Mathias Pierre a signalé le versement d’une deuxième partie de 9 millions dollars dans le fonds géré par le PNUD et l’UNOPS. Cette somme permettra l’acquisition de matériels non sensibles pour les élections prévues au mois de septembre. À en croire le ministre chargé des questions électorales, le CEP a besoin d’environ quatre mois pour faire l’acquisition de certains matériels.

S’agissant des matériels pour le référendum, M. Pierre a fait savoir que des matériels non sensibles arriveront dans le pays le 15 mai prochain. « Les espaces de stockages sont déjà identifiés », a-t-il annoncé. Il a expliqué les questions liées à l’appel d’offres concernent les gestionnaires du fonds fiduciaire, les instances des Nations unies.

80 % des centres de votes complétés

Le CEP en place, de concert avec l’UNOPS et la Police nationale, a procédé à une évaluation des infrastructures de l’institution, selon Mathias Pierre. Il a affirmé que 80 % de l’évaluation des centres de votes sont complétés.

Pour les zones dites « rouges », le ministre a indiqué que des « zones alternatives » sont prévues pour pallier ce problème. Les citoyens seront invités à voter en dehors de ces zones, suivant Mathias Pierre.

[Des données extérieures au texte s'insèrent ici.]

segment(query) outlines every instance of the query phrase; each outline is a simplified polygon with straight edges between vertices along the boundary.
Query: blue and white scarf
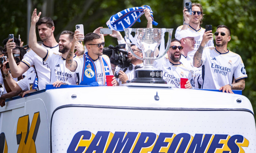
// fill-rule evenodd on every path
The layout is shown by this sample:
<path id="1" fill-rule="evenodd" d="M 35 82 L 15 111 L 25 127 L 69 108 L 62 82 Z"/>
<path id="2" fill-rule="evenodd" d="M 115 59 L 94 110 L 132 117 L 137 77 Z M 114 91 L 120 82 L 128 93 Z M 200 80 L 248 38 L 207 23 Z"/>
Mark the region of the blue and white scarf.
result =
<path id="1" fill-rule="evenodd" d="M 101 62 L 101 66 L 103 67 L 104 76 L 104 86 L 106 86 L 106 75 L 110 74 L 109 66 L 107 61 L 101 56 L 99 56 Z M 88 55 L 88 52 L 84 54 L 84 65 L 83 68 L 83 75 L 82 80 L 79 85 L 89 85 L 91 86 L 98 86 L 97 78 L 97 70 L 93 60 Z"/>
<path id="2" fill-rule="evenodd" d="M 144 9 L 148 8 L 150 11 L 152 24 L 155 26 L 158 24 L 154 20 L 153 12 L 148 5 L 127 8 L 112 15 L 107 22 L 107 25 L 112 30 L 123 31 L 124 29 L 131 27 L 136 21 L 140 22 L 140 17 L 143 14 Z"/>

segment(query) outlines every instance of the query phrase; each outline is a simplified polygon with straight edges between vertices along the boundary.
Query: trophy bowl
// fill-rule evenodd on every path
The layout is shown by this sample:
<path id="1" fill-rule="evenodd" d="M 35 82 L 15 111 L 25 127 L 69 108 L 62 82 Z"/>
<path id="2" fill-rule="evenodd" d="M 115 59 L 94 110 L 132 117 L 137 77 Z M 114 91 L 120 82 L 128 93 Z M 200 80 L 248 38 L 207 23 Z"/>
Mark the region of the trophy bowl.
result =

477 individus engagés par le CEP en place

Dans l’objectif de faire fonctionner la machine électorale, le conseil électoral provisoire a recruté 477 personnes sur concours dans les 11 départements électoraux. Ces individus sont responsables d’organiser le référendum et les élections à travers tout le pays, sections communales, communes et départements.

Ces personnes recrutées récemment ont déjà reçu des séances de formation pour être bien imbues de leur travail, a confié Mathias Pierre.

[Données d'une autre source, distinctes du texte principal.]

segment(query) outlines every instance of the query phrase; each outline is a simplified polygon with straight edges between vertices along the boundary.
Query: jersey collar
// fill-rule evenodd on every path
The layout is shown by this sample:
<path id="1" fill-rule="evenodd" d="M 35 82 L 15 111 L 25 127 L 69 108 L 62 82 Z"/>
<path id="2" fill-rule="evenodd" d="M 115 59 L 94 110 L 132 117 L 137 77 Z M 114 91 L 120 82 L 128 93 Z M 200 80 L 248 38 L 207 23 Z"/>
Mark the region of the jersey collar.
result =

Création d’une cellule de sécurité électorale

Outre de la situation politique compromettante, le climat sécuritaire délétère qui s’installe dans le pays depuis des mois jette de grandes interrogations sur la tenue du référendum et des élections dans le pays. Ainsi, la cellule de sécurité électorale travaille avec un inspecteur général de la PNH et trois colonels des forces armées d’Haïti pour étudier la sécurité de ces joutes. Le Bureau intégré des Nations unies en Haïti (BINUH) met son expertise aussi à la disposition de la cellule de sécurité électorale. Le ministre chargé des questions électorales a souligné que c’est pour la première fois depuis 2005 que le pays aura à organiser les compétitions électorales sans la présence de la MINUSTAH.

S’il est vrai que le président de la République est en train de chercher un accord politique pour dénouer la crise actuelle, le ministre chargé des questions électorales ne veut pas baisser les bras quant à la réalisation du référendum et les élections. Il promet de faire tout ce qui relève de sa compétence pour faciliter ces échéances.